The way he says it hits me like a wrong note.

“Only a few days,” I respond. “I’m a little sad I couldn’t be there.”

“You could’ve gone.”

My mouth falls open.

Someone comes down the hall to use the bathroom, and I step through an open door into what looks like a guest room.

Clay follows, half shutting it behind us.

“I needed to be here for you,” I say quietly enough my voice doesn’t travel into the hall.

His frown says I’m being difficult. “I’m a grown man, Nova. You don’t need to babysit me.”

“It’s not babysitting, it’s choosing where we’re going to live.”

“Maybe I won’t sign anywhere.”

My throat closes, frustration battling with helplessness.

I used to tolerate feeling like the world called all the shots. There are times, like with the trade to LA, when you have to roll with it. But this feels different.

The curtains in the bedroom are drawn to keep it from overheating in the sun. It lends to the impression that this conversation is secret.

“You won’t open up about what’s going on with you, for months now,” I say, breaking the silence. “I know you got hurt, but you’ve been injured before. This is different.”

Clay rubs both hands through his hair. “I didn’t make you come to LA.”

“I know. I thought we could be happy here,” I whisper as I reach for his wrists. “You got everything you said you wanted.

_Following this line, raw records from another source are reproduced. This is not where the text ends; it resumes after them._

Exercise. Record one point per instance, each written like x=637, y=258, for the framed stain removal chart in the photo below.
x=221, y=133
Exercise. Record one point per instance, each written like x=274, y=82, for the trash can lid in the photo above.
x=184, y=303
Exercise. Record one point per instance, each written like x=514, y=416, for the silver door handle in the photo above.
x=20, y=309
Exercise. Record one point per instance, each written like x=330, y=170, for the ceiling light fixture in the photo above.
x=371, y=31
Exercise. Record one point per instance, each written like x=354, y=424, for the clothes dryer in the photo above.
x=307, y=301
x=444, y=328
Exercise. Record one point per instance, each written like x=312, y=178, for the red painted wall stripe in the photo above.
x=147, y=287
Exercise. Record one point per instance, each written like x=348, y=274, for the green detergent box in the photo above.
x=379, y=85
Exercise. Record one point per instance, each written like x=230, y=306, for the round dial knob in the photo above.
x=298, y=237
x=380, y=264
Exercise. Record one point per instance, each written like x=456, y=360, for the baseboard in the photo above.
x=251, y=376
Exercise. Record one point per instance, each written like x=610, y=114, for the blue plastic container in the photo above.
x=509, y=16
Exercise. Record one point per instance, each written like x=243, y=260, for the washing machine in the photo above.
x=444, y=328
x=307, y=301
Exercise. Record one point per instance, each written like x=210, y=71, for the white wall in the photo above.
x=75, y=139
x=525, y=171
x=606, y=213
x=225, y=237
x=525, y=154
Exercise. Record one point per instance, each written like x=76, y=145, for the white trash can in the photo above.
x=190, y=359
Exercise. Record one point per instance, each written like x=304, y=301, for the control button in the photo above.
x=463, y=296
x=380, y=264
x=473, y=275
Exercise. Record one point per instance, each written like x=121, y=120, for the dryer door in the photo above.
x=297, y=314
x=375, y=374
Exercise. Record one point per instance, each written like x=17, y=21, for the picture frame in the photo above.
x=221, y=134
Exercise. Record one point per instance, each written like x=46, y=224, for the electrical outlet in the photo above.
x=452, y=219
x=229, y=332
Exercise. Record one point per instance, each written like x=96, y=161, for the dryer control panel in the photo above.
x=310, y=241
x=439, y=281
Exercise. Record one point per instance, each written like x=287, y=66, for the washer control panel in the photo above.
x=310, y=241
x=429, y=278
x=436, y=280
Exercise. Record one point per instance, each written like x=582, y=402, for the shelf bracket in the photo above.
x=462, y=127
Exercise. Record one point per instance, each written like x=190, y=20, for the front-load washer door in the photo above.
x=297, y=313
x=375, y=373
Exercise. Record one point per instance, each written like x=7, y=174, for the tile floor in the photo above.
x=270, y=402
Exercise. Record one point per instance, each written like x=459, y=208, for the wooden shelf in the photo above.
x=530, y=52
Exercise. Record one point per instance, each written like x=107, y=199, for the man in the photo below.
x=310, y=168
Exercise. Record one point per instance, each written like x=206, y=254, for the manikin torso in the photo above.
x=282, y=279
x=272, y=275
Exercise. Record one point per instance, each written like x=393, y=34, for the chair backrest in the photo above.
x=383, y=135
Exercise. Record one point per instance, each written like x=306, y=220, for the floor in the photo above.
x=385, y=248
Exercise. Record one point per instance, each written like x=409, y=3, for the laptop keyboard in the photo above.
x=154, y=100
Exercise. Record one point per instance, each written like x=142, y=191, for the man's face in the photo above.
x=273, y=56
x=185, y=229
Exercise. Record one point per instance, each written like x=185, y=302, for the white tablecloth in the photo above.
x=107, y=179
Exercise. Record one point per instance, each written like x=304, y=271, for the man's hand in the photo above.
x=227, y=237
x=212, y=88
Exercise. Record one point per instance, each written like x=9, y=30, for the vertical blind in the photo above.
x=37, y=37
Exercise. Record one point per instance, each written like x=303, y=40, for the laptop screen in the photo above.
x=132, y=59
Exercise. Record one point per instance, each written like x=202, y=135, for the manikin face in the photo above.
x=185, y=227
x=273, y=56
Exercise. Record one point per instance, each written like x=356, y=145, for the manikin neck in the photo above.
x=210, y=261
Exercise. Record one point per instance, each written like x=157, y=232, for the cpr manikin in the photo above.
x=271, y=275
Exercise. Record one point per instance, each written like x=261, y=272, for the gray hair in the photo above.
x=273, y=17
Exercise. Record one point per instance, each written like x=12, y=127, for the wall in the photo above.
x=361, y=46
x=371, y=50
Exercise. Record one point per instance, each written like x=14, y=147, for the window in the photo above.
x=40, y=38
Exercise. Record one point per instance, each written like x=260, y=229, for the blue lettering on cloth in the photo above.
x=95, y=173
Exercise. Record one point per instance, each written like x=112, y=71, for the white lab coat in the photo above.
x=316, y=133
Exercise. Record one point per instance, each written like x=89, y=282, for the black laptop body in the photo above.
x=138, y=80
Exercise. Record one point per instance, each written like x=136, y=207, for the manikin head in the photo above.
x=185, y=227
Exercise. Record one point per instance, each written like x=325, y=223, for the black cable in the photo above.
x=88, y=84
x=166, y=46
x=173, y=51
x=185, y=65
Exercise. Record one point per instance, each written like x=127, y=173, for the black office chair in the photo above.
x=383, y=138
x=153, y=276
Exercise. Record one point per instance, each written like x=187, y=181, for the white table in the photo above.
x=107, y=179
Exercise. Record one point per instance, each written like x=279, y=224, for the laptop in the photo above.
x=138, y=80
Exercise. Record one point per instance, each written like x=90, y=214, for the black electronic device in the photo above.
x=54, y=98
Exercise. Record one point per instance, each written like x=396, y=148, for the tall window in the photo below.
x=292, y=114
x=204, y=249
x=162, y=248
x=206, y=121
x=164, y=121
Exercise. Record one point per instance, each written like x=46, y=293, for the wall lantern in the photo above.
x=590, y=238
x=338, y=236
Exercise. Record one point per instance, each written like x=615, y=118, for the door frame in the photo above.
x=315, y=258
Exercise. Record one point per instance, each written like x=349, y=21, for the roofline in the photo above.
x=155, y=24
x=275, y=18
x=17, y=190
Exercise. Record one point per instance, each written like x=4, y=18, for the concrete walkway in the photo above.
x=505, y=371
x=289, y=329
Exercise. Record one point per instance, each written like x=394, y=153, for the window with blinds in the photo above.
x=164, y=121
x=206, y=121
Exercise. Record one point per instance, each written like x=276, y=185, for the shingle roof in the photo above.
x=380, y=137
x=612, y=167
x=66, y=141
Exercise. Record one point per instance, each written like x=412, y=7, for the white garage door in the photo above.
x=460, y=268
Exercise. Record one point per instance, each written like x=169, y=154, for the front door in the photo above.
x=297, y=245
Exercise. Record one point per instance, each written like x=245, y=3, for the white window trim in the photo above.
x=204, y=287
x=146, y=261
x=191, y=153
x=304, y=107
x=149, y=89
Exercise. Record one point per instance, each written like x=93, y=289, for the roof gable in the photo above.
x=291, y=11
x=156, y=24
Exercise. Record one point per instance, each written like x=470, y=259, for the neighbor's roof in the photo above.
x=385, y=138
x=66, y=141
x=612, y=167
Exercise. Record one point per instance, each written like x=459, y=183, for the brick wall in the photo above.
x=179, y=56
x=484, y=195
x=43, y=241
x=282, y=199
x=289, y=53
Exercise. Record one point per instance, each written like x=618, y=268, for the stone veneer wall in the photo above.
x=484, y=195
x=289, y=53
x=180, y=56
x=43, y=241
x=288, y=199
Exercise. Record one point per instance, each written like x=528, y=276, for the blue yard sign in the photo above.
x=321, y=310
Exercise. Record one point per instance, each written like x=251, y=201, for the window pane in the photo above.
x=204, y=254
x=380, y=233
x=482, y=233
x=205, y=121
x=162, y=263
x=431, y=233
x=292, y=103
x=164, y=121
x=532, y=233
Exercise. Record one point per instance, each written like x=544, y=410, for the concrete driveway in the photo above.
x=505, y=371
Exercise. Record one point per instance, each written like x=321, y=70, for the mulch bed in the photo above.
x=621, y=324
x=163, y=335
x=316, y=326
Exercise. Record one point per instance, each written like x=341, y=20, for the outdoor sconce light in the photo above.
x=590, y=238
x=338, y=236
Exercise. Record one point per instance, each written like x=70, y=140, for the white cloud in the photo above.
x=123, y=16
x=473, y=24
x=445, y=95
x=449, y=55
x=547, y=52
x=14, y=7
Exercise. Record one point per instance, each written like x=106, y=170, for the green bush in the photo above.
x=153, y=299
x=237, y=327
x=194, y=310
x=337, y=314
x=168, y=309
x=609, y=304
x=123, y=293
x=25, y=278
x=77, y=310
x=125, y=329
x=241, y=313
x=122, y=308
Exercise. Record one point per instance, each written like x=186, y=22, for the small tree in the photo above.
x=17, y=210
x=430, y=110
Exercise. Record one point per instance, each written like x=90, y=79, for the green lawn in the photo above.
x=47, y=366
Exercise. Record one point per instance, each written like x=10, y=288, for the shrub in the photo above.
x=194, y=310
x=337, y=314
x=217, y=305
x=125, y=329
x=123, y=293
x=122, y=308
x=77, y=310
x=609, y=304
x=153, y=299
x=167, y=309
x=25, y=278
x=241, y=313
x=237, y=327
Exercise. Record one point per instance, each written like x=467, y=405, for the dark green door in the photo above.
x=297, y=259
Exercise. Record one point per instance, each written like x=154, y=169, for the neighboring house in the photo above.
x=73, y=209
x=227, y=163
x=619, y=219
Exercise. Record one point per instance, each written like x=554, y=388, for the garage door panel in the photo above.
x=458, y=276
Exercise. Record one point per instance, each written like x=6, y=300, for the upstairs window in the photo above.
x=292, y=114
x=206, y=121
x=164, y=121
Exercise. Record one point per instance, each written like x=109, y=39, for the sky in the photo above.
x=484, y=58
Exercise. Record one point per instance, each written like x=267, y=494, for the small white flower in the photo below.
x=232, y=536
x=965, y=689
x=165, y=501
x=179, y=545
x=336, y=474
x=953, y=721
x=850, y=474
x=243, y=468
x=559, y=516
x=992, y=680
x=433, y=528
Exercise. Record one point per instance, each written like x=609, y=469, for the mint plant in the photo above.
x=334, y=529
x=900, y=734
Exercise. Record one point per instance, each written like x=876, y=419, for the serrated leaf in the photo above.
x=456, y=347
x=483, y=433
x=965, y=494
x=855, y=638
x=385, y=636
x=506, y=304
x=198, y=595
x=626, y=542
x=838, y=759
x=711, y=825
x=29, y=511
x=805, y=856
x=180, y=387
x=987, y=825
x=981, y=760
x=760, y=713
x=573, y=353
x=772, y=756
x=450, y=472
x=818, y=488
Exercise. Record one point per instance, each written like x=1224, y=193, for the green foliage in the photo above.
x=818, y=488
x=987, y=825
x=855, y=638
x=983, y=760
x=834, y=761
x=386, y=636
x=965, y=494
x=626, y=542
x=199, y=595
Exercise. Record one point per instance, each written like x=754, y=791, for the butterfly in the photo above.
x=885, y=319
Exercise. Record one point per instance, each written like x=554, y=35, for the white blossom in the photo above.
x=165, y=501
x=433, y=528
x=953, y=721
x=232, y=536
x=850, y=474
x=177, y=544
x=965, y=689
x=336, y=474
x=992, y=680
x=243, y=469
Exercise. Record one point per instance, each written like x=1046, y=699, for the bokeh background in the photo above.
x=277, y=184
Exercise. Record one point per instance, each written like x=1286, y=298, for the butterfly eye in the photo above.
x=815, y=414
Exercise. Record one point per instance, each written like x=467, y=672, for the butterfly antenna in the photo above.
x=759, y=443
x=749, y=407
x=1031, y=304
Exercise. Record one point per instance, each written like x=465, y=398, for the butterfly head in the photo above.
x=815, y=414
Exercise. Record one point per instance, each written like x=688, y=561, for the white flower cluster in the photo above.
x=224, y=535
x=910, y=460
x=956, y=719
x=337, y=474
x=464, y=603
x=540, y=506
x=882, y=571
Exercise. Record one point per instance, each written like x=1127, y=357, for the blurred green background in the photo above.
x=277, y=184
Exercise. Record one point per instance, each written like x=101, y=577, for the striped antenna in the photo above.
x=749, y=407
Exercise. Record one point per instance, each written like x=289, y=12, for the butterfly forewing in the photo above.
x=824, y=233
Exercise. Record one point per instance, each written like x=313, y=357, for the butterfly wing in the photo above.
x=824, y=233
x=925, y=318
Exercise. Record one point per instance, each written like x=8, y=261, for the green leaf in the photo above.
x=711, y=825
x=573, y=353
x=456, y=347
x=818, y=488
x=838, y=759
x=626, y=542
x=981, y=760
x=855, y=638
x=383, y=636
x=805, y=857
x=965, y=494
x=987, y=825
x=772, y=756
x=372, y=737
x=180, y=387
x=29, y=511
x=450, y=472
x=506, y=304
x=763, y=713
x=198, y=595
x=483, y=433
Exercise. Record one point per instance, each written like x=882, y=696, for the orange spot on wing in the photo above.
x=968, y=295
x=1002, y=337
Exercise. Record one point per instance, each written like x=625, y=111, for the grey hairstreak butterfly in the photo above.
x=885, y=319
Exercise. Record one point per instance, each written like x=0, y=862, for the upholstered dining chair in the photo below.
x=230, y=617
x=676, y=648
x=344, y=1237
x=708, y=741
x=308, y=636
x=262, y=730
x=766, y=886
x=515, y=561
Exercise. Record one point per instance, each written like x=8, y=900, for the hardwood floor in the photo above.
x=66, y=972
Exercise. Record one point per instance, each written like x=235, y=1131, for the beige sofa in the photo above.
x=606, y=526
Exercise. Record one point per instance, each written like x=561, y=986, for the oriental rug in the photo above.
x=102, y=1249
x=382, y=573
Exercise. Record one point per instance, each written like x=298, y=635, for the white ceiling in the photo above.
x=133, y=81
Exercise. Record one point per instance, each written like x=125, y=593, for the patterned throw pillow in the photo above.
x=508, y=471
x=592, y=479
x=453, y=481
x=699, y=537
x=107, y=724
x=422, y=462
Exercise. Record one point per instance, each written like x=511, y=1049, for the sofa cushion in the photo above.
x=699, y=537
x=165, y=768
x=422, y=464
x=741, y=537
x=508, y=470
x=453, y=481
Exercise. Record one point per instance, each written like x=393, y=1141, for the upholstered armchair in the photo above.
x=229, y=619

The team. The win. The legacy. There’s a ring with your name on it they’re going to hand you at the first home game of the season. If you know what will make you happy, tell me. Let me in.”

He pulls away, pacing the floor beyond me. Still close, but out of reach.

“I don’t need help. I need the right offer.”

He’s mentioned that there are a few potential offers and the teams but not the details. This is the first time he’s been under contract negotiations since we’ve been together, and I guess I thought I’d be a bigger part of that.

“What does Dee think?” I ask.

“She just wants to get paid.”

Clay rubs a hand through his hair, his gaze going anywhere but me. It’s a habit lately, and I hate it. But when his attention returns to my face, I almost wish it hadn’t.

“The problem isn’t that I’m not happy—it’s that you are,” he says. “You like it here. You can do your art, make your friends, and it doesn’t fit with the shit going on in my head. You’re bright and rainbows, and I’m a storm, and you’re trying to make me something I’m not.”

It feels as if he’s slapped me. The truth of it hits me hard enough I take a step back.

When my phone buzzes, I pick it up to silence it, but the image on the screen accompanying the text makes my mouth fall open.

There’s a photo of a tiny pink baby clasped in my tired, smiling sister’s arms.